To Deepa Narayanan

Dear Deepums,

I will begin by telling you to always, always be proud of your patronymic name. To be proud of it every day and every minute of your life. You make me think of your Daddy, who, as I know, keeps on defining your world significantly. He will always be a big part of how I remember you forever. I will tell you why.

I am an extremely-shy person. My world is quiet unless made loud, and it gets loud and messy on days and seasons when I am hurt. Sometimes, I am the one who chooses to make or keep it loud by holding onto what hurts for longer than I should. Doing it that way has taken its toll on me. For the same reason, I will not recommend it to anyone.

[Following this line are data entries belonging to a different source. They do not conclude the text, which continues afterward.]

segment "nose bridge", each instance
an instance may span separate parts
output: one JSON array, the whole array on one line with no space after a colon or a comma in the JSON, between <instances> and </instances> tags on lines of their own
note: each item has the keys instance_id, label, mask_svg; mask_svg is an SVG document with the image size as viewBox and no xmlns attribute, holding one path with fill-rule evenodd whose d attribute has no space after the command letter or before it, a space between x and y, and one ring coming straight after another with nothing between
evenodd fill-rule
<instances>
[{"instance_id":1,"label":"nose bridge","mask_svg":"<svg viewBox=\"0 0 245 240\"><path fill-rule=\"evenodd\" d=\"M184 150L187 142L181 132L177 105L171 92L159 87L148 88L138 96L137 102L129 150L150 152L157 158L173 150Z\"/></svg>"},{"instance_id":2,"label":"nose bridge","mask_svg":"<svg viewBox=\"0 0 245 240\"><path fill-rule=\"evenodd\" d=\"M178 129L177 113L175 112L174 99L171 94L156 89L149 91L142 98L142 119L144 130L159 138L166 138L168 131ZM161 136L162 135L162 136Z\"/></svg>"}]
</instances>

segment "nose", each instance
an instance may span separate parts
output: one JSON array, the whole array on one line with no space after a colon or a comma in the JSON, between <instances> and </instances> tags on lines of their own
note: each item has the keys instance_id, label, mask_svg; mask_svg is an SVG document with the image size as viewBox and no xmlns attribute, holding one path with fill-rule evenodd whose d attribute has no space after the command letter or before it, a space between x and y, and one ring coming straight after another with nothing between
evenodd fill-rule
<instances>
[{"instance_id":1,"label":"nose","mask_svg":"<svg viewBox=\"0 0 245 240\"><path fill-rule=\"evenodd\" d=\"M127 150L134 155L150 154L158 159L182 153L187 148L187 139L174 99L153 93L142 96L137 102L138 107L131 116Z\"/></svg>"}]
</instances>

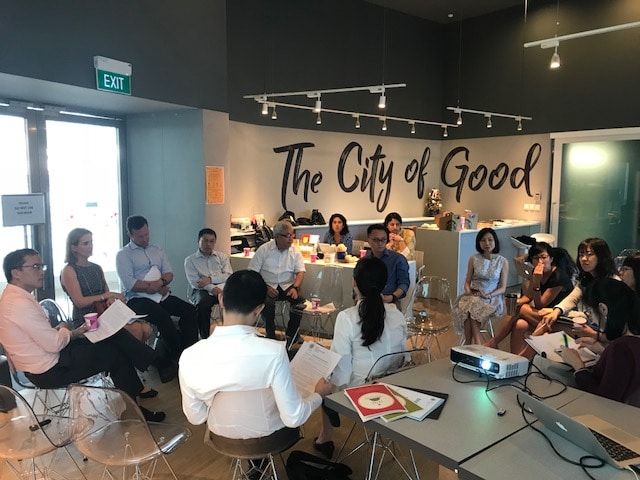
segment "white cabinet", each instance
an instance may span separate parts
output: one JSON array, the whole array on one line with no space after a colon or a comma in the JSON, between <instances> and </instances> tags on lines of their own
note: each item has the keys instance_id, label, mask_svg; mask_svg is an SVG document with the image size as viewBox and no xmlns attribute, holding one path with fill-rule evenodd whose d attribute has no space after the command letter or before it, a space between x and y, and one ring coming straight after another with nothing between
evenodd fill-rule
<instances>
[{"instance_id":1,"label":"white cabinet","mask_svg":"<svg viewBox=\"0 0 640 480\"><path fill-rule=\"evenodd\" d=\"M513 225L491 227L498 235L500 255L509 261L508 286L518 285L520 277L515 272L513 259L519 251L511 243L511 237L531 235L540 231L539 222L517 222ZM452 290L460 295L464 292L464 278L467 274L469 257L476 253L476 235L479 230L431 230L418 228L416 231L416 250L424 252L423 275L434 275L449 280ZM454 292L452 292L454 293Z\"/></svg>"}]
</instances>

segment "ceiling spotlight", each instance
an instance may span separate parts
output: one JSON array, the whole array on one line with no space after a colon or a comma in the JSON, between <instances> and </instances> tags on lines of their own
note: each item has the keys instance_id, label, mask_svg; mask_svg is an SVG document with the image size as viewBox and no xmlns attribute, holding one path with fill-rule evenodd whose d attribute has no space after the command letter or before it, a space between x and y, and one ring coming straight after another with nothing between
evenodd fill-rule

I remember the day you invited me home to spend Onam with your ever-loving family a year back. It was a time when I was weighed down by hurting feelings. I remember bringing myself to your home, far from the cliche of dressing in a saree on a typical Thiruvonam day- I wore a short dress. The moment I got out, you exclaimed, “You look so lovely!”. I still don’t understand why you kept screaming the word “lovely” at the top of your lungs at least fifty times that day. I also don’t know how one celebrates something this way even when they don’t have anyone to team up with, without minding it.

A few months before I came to your home that day, I carried the hurt from hearing a comment from a friend of mine when I took a photo when we went out one day- it stayed with me more than it should have if I knew I was doing was for me. The moment I started clicking everyone’s pictures, and after taking a look at the pictures, you started telling me how I have an eye for moments and capture them as photographs. I have heard compliments for clicking pictures and have heard them after that incident with my friend too, but none of those really got into me. But that day, when it came from someone I love, like you, I started to believe it again.

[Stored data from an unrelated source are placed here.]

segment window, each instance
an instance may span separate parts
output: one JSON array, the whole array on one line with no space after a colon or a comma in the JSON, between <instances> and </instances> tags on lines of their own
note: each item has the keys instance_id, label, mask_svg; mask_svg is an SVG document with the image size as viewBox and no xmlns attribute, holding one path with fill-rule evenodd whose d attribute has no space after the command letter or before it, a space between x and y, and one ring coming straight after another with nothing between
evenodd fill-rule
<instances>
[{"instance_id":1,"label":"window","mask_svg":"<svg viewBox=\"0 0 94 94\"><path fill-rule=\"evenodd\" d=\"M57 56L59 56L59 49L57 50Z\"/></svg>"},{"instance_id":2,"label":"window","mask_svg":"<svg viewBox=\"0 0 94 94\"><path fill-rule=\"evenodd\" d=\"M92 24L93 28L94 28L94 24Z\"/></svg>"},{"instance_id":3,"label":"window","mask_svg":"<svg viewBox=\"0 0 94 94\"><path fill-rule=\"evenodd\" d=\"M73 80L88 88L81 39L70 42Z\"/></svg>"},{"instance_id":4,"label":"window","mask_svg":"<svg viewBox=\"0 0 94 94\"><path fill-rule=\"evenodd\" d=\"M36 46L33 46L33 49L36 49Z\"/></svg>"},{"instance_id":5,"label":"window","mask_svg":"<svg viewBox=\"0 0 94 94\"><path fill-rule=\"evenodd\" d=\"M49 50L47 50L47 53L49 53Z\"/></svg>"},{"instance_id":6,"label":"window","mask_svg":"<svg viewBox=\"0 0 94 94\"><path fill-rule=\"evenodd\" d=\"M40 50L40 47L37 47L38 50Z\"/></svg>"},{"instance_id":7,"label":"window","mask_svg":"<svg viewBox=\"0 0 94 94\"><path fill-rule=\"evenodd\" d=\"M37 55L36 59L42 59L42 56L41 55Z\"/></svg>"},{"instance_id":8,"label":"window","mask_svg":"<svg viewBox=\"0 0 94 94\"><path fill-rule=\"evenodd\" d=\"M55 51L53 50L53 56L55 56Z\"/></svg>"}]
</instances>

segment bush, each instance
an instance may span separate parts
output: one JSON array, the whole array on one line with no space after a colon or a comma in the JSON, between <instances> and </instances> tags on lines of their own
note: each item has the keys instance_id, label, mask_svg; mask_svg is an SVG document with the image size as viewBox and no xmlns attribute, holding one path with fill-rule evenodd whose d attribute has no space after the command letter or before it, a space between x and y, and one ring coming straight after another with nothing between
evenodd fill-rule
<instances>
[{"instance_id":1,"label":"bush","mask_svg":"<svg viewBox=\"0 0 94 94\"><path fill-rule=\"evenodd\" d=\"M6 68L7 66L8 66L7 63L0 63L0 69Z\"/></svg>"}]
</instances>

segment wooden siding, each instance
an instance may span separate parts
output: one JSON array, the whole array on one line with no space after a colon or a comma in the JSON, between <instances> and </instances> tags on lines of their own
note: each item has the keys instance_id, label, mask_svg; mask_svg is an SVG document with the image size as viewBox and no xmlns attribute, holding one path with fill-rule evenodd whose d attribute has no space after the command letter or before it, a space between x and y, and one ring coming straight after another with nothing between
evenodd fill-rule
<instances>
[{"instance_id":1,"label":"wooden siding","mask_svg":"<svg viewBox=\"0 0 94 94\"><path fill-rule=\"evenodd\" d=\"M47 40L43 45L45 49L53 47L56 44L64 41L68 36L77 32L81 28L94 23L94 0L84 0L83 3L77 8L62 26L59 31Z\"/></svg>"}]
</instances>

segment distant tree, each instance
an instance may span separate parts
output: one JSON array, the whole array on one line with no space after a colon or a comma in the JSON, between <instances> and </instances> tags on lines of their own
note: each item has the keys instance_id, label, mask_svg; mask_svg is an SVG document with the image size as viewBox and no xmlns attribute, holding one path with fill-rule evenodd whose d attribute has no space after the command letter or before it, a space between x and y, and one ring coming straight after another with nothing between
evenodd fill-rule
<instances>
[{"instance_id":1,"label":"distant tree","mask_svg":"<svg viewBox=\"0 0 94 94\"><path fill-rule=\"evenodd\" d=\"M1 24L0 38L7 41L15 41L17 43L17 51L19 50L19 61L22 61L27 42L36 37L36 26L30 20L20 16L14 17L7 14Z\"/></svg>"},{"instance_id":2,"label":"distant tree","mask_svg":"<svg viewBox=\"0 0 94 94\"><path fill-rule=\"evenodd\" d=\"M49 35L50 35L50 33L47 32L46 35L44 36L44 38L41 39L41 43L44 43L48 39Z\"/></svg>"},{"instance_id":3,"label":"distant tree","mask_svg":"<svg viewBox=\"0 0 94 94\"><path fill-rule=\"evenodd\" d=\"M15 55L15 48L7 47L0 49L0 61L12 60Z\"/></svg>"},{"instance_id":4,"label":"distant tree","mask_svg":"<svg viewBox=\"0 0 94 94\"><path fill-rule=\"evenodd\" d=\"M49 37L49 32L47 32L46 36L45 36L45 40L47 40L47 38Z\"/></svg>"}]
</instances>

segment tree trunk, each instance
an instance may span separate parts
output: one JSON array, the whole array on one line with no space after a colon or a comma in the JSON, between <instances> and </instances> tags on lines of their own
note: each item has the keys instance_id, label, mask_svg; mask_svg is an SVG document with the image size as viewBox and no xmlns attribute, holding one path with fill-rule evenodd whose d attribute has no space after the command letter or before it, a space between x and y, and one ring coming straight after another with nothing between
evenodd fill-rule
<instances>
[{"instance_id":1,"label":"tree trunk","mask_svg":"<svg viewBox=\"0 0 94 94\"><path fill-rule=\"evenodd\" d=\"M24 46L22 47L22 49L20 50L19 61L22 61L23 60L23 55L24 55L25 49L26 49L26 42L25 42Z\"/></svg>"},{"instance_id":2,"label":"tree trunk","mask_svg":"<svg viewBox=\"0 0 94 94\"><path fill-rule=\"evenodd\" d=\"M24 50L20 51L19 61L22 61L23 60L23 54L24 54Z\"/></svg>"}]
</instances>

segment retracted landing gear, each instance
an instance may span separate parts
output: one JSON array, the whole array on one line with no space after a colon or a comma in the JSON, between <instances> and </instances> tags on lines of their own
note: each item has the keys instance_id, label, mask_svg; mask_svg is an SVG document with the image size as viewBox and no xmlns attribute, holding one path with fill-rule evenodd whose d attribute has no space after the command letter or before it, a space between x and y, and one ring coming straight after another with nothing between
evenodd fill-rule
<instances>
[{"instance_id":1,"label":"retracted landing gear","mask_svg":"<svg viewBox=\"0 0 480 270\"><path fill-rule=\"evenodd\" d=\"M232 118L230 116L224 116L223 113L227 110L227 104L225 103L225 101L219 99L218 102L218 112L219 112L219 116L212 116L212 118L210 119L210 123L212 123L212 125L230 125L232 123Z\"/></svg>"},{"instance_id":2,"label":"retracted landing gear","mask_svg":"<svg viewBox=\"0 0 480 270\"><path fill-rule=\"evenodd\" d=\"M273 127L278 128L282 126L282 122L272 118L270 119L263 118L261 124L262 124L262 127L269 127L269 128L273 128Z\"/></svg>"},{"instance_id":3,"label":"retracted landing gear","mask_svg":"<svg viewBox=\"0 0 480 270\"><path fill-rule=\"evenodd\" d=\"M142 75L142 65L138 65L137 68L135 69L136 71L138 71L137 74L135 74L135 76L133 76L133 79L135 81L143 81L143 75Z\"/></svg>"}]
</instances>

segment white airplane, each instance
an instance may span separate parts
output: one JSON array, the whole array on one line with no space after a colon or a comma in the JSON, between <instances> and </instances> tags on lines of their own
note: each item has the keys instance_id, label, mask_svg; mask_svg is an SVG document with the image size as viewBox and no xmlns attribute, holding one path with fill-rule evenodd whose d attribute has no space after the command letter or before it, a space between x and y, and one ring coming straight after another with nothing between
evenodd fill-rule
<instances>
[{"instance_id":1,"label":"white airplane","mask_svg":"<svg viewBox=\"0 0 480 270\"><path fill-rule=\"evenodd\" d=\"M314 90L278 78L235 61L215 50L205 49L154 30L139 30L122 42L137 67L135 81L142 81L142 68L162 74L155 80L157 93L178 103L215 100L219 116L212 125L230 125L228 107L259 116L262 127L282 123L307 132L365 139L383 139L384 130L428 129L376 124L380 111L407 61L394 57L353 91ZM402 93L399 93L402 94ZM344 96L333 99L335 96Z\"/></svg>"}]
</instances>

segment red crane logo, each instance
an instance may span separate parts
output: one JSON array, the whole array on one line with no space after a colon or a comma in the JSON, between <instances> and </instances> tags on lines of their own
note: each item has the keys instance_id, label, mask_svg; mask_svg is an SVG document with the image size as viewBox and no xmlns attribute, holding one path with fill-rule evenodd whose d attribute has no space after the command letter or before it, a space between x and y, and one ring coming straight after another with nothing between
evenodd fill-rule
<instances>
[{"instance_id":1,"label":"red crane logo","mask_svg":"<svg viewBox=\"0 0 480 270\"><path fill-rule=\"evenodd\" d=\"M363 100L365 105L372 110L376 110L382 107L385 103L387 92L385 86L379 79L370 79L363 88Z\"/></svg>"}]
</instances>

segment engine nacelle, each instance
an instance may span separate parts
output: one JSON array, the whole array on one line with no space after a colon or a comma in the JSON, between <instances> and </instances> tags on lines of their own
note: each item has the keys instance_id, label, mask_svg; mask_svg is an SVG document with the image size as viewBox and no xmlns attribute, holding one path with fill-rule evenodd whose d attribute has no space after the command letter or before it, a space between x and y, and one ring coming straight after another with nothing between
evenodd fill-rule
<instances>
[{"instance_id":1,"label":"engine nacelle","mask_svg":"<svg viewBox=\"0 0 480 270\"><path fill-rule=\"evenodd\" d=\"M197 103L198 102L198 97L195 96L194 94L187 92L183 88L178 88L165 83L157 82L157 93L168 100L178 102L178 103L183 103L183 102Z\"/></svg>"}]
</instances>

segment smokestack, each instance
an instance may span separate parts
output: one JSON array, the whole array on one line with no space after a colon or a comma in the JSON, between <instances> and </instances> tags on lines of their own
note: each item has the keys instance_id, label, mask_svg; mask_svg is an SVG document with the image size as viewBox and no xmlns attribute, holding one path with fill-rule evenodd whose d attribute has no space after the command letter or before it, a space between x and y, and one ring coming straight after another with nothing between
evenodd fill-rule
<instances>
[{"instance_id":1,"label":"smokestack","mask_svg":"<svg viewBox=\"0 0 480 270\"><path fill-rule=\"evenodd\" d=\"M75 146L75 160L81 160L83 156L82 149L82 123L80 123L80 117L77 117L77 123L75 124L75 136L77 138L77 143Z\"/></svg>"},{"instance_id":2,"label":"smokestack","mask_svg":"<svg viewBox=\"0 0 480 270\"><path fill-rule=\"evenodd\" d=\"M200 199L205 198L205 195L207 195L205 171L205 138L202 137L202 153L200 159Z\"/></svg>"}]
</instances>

On another note, I remember the long message you sent on my birthday before meeting me, how you told me that you wanted to meet me even when you don’t meet people that often, how you asked me not to tell anyone that I’m a writer after reading a snippet I wrote, how you told me that something in you tells you that I will be a good teacher, how you introduced me saying that I like to click pictures to one of your relatives when I came home the second time when Daddy passed away. All your loving words have stayed with me because it has always made me feel genuinely special.

I am always in awe of how you compliment people and I think I’ll always be. Of how you tell them what you feel, not once, but over and over until they start believing it. You give them no choice, really. And, I’ve always remembered you this way ever since I started seeing you this way, as an epitome of how to compliment people for what you see in them, each time more generously than before.

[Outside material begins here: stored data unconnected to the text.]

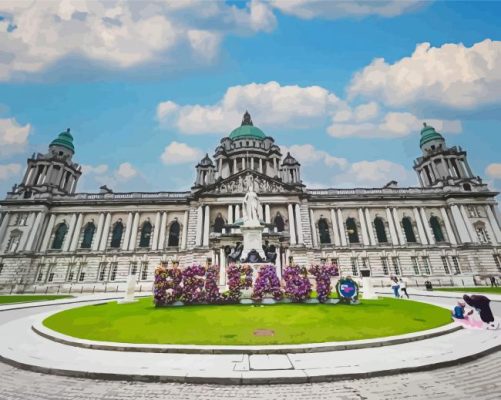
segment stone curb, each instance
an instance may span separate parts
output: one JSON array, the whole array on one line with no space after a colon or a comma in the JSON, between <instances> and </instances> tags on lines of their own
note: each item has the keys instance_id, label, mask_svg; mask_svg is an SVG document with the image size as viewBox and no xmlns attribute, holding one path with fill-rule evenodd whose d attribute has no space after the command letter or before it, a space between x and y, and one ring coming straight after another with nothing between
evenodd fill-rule
<instances>
[{"instance_id":1,"label":"stone curb","mask_svg":"<svg viewBox=\"0 0 501 400\"><path fill-rule=\"evenodd\" d=\"M59 312L59 311L58 311ZM79 339L61 334L43 325L42 321L55 313L47 313L36 321L31 329L45 339L64 345L93 350L111 350L141 353L182 353L182 354L295 354L321 353L326 351L343 351L368 349L372 347L393 346L397 344L416 342L447 335L463 329L455 322L434 329L413 332L386 338L354 340L346 342L308 343L300 345L267 345L267 346L205 346L205 345L144 345L117 342L102 342Z\"/></svg>"},{"instance_id":2,"label":"stone curb","mask_svg":"<svg viewBox=\"0 0 501 400\"><path fill-rule=\"evenodd\" d=\"M263 385L263 384L302 384L316 382L333 382L351 379L366 379L382 376L398 375L412 372L433 371L439 368L450 367L454 365L464 364L466 362L477 360L486 355L492 354L501 350L501 345L494 346L476 354L457 358L455 360L441 361L437 363L421 365L416 367L404 367L387 369L372 372L354 372L354 373L339 373L339 374L308 374L305 370L293 370L294 376L273 376L273 371L261 373L261 376L254 376L249 373L241 373L240 376L220 377L220 376L192 376L189 374L180 375L125 375L104 372L91 371L75 371L58 368L47 368L37 365L30 365L18 362L0 355L0 361L11 366L32 371L41 372L51 375L68 376L74 378L86 379L101 379L101 380L119 380L133 382L172 382L172 383L193 383L193 384L218 384L218 385ZM292 371L291 371L292 372ZM251 375L251 376L245 376ZM268 376L265 376L268 375Z\"/></svg>"}]
</instances>

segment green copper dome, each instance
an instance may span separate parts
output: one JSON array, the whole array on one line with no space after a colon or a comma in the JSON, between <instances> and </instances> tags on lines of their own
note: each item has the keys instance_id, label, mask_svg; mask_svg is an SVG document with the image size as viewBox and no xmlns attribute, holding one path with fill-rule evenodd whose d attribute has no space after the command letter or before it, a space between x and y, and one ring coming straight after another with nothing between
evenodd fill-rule
<instances>
[{"instance_id":1,"label":"green copper dome","mask_svg":"<svg viewBox=\"0 0 501 400\"><path fill-rule=\"evenodd\" d=\"M246 111L244 117L242 118L242 125L230 133L230 139L241 139L241 138L251 138L251 139L264 139L266 135L264 132L256 128L253 123L250 114Z\"/></svg>"},{"instance_id":2,"label":"green copper dome","mask_svg":"<svg viewBox=\"0 0 501 400\"><path fill-rule=\"evenodd\" d=\"M72 152L75 152L75 146L73 146L73 136L71 136L70 128L68 128L64 132L61 132L59 136L51 142L50 145L61 146L68 150L71 150Z\"/></svg>"},{"instance_id":3,"label":"green copper dome","mask_svg":"<svg viewBox=\"0 0 501 400\"><path fill-rule=\"evenodd\" d=\"M438 133L433 126L423 124L423 129L421 129L421 140L419 141L419 146L423 147L428 142L432 140L444 140L444 137Z\"/></svg>"}]
</instances>

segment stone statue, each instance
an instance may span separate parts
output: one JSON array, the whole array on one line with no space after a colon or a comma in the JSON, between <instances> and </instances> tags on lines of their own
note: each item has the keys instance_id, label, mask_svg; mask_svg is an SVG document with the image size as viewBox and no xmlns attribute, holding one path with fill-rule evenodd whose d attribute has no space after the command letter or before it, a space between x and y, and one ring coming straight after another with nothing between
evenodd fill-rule
<instances>
[{"instance_id":1,"label":"stone statue","mask_svg":"<svg viewBox=\"0 0 501 400\"><path fill-rule=\"evenodd\" d=\"M235 248L228 254L228 259L233 262L237 262L240 260L240 256L242 255L242 250L244 249L244 245L240 242L237 242Z\"/></svg>"},{"instance_id":2,"label":"stone statue","mask_svg":"<svg viewBox=\"0 0 501 400\"><path fill-rule=\"evenodd\" d=\"M242 216L244 225L256 226L259 225L259 207L261 207L261 203L259 202L257 193L254 192L253 186L254 184L251 181L242 204Z\"/></svg>"}]
</instances>

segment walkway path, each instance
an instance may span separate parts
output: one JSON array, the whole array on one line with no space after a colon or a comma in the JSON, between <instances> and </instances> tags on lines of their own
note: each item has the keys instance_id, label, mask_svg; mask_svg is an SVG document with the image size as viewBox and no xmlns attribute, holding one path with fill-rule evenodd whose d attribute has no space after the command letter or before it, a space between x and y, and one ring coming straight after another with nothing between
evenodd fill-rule
<instances>
[{"instance_id":1,"label":"walkway path","mask_svg":"<svg viewBox=\"0 0 501 400\"><path fill-rule=\"evenodd\" d=\"M72 376L249 384L339 380L429 370L501 348L501 330L463 329L417 342L321 353L162 354L91 350L60 344L35 333L31 327L45 312L40 310L2 325L0 356L15 365Z\"/></svg>"}]
</instances>

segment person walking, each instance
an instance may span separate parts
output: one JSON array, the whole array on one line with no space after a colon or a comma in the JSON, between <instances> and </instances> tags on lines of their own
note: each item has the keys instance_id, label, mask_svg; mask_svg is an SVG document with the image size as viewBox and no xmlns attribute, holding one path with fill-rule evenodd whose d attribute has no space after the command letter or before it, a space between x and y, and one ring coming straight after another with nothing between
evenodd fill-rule
<instances>
[{"instance_id":1,"label":"person walking","mask_svg":"<svg viewBox=\"0 0 501 400\"><path fill-rule=\"evenodd\" d=\"M409 293L407 293L407 282L403 278L400 278L400 291L404 292L407 298L409 298ZM402 299L404 298L404 295L401 296Z\"/></svg>"},{"instance_id":2,"label":"person walking","mask_svg":"<svg viewBox=\"0 0 501 400\"><path fill-rule=\"evenodd\" d=\"M491 276L491 287L497 287L497 283L496 283L496 277L495 276Z\"/></svg>"},{"instance_id":3,"label":"person walking","mask_svg":"<svg viewBox=\"0 0 501 400\"><path fill-rule=\"evenodd\" d=\"M391 289L393 290L393 294L395 295L395 297L397 299L399 299L400 298L400 293L399 293L400 285L398 284L398 279L396 276L392 276L390 279L391 279Z\"/></svg>"}]
</instances>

Last time while you were driving me to drop me at the bus stand after when I showed up at your door unannounced, you were casually talking about Daddy, and how he was always generous in giving compliments. How he never failed to compliment the way you sing. I remember thinking this is when she must know I think of her the same way. So I told you that’s how you are- always like your Daddy, so engulfing with your love, generous with the compliments you give out, and heartening with your presence.

I am sure that you make your Daddy proud every day. And I am even more sure that you will believe it without doubting from this very moment because you are that person who is so grateful for every little thing that comes your way. So take this compliment and let it stay somewhere in your big heart.

If I have anything to tell you, it is this- never stop telling people how you see them. Because you see them in a light people rarely notice when they look at another person. Knowing that changes their world and makes it so big!